Ainda, a amizade social exige o desenvolvimento da empatia. Não só como um colocar-se no lugar do outro, mas como um acolher o outro conforme sua condição de SER, tentar compreender/acolher suas dores, alegrias, desafios e aspirações, o que fomenta um vínculo humano mais profundo e basilar. Quando conseguimos enxergar a humanidade em quem é diferente de nós, tendemos à diminuição dos estereótipos e da hostilização. A empatia nos leva ao reconhecimento de que, não obstante nossas particularidades, todos compartilhamos a mesma condição humana e aspirações por uma vida digna e plena. 

Outro elemento vital da amizade social é a promoção da justiça social. A paz não pode florescer em um ambiente de desigualdade e exclusão. A fome, a miséria, a falta de acesso à saúde e à educação geram ressentimento e desespero, o que impele à minimização dos esforços para uma coexistência pacífica. A amizade social nos impulsiona à luta por um mundo onde todos tenhamos oportunidades, onde os direitos humanos sejam respeitados, onde a dignidade de cada indivíduo seja garantida, onde a justiça possa alcançar o status de equidade. Porém isso envolve ações concretas de solidariedade, a defesa de políticas públicas inclusivas e a desconstrução de estruturas que perpetuam a injustiça. 

A amizade social se manifesta na construção de pontes que ligam todos ao perdão, à vivência da caridade, à experienciação da esperança e à concretude do AMOR. 

Em sociedades marcadas por feridas históricas e conflitos passados, a capacidade de superar ressentimentos e buscar a reconciliação é essencial. O perdão não significa esquecer o passado, mas sim “elaborá-lo” de modo a promovermos a libertação da prisão do ódio e da vingança, para um caminho de reconstrução de laços e de um futuro comum. É um processo que pode ser doloroso, mas que é necessário para a quebra de ciclos de violência e de um recomeço sobre bases mais sólidas. 

A amizade social não é apenas uma ideia (por vezes, inalcançável), mas, sim, um projeto concreto, contínuo e desafiador.
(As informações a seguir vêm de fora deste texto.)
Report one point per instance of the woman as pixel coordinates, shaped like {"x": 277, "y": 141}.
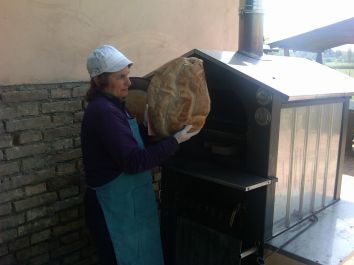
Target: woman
{"x": 120, "y": 204}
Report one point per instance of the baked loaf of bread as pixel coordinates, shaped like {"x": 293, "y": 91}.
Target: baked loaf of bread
{"x": 177, "y": 96}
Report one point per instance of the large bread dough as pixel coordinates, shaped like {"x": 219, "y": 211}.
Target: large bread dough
{"x": 135, "y": 103}
{"x": 178, "y": 96}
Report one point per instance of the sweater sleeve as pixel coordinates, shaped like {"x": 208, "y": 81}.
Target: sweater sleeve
{"x": 116, "y": 136}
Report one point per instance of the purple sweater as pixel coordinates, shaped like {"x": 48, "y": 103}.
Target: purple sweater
{"x": 108, "y": 145}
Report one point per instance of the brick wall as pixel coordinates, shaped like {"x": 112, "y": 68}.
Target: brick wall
{"x": 41, "y": 180}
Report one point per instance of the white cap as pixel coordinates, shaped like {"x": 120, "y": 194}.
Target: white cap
{"x": 104, "y": 59}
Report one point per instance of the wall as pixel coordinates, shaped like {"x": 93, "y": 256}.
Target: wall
{"x": 44, "y": 45}
{"x": 47, "y": 41}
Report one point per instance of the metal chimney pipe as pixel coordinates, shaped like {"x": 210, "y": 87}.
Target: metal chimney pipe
{"x": 251, "y": 28}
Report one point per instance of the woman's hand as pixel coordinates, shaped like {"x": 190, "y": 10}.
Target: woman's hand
{"x": 183, "y": 135}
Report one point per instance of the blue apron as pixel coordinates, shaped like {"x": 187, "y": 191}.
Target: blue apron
{"x": 129, "y": 208}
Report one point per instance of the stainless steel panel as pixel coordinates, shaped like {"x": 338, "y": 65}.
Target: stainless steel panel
{"x": 283, "y": 168}
{"x": 333, "y": 152}
{"x": 307, "y": 162}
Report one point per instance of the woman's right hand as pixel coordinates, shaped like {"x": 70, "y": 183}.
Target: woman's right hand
{"x": 183, "y": 135}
Que exige um compromisso individual e coletivo para transcender preconceitos, promover o diálogo, exercitar a empatia, lutar pela justiça e equidade, e cultivar o perdão e o amor. 

Se enxergarmos o outro como um irmão, uma irmã, e ao construirmos relações baseadas no respeito mútuo, na solidariedade e na busca do bem comum, a amizade social vai se tornar a argamassa que une/unirá os tijolos da paz, na pavimentação do caminho para um mundo mais harmonioso. 

 

Nota

 

[1] De “afeto”; neologismo necessário.

 

Para saber mais

 

PAPA FRANCISCO. Carta Encíclica Fratelli tutti do Santo Padre Francisco sobre a fraternidade e a amizade social. Vaticano, 2020. Disponível em: https://www.vatican.va/content/francesco/pt/encyclicals/documents/papa-francesco_20201003_enciclica-fratelli-tutti.html. Acesso em: 7 jul. 2025.

 

Donizeti Pessi 

Pós-doutor e doutor em Educação, mestre em Teologia, especialista em Filosofia Contemporânea, licenciado em Filosofia e Pedagogia. Professor e orientador da educação básica e ensino superior (Colégio e Faculdade Sant’Ana), professor na Universidade Estadual de Ponta Grossa (UEPG), Paraná.